Most people in Spring Garden knew her as the woman who bought the Bergdoll Mansion but Dr. Zakarian was, in her friend Pavlock’s words, “obviously so much more than a house.”

Siraik Zakarian was born in Jerusalem on Aug. 4, 1942, and later lived in Jordan and Syria. According to Pavlock, she moved to Damascus as a child where her father was the private tutor of King Hussein of Jordan. She went to school in Switzerland, before moving to Williamsport, Pa., where she lived with her grandmother and attended high school.

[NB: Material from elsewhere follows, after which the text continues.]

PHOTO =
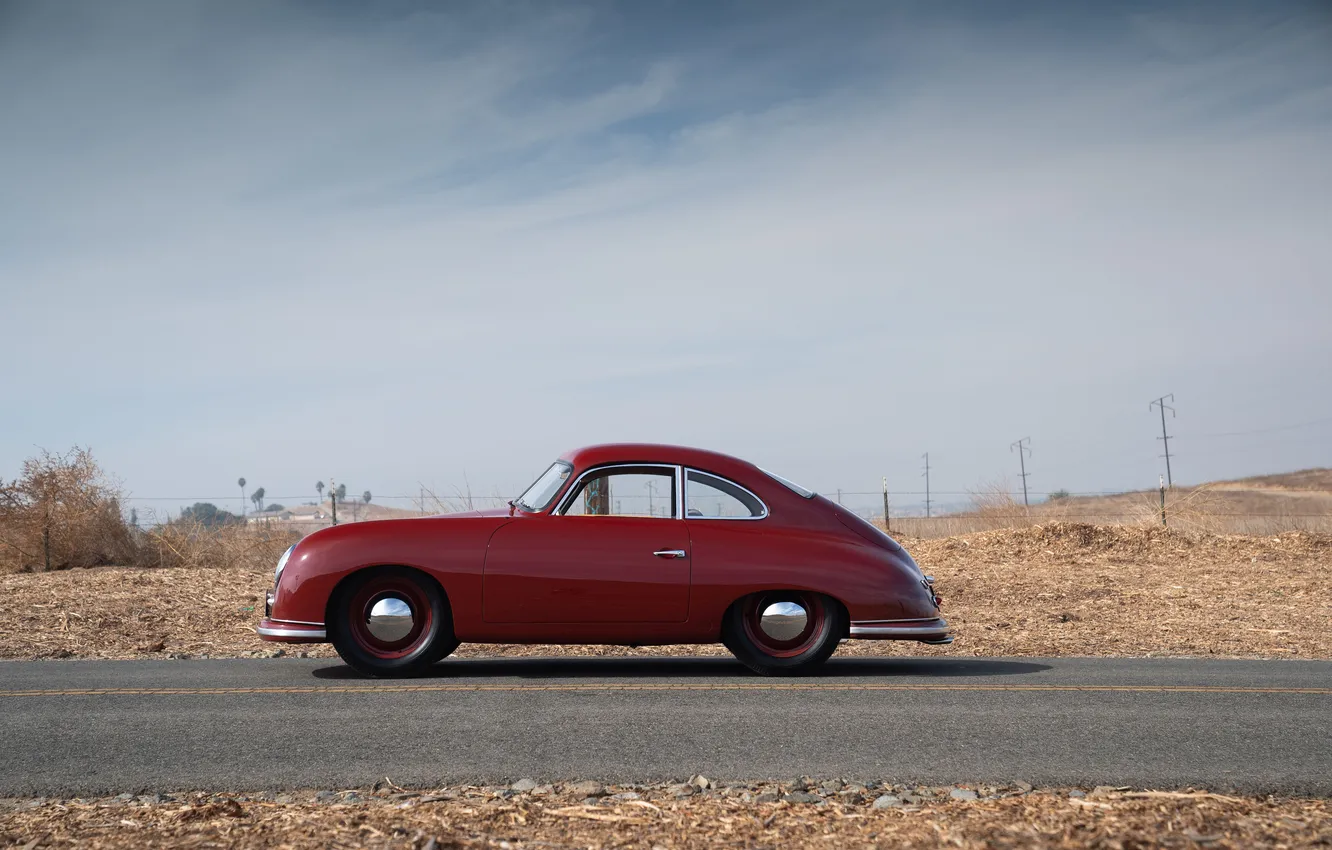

She was a beloved neighbor who would often throw dinner parties. “Siraik was a wonderful cook,” Pavlock said. “She would cook classic French food, but also loved her Armenian and Middle Eastern heritage. She cooked a lot of Middle Eastern food, and of course, it was always the finest cuts of meat or seafood.”

She also loved to tend to her garden. Back in 1994, Dr. Zakarian, with the help of landscape artist James Farr, planted 6,000 crocuses and 12,000 daffodils and tulips on the mansion’s terraces. She converted the parlor and sitting room into her apartment.

Dr. Zakarian devoted years of her life to the mansion, restoring it to its former glory and renting it out to tenants. She was an active member of the neighborhood’s civic association until health problems slowed her down in the last five years.

She spoke several languages and was very proud of her Armenian heritage. Her friends will remember Dr. Zakarian for the generosity of her spirit and her eye for beauty.

Dr. Zakarian is survived by her brother and his family. On Aug. 23, her close friends and family gathered at her home to celebrate and remember her life.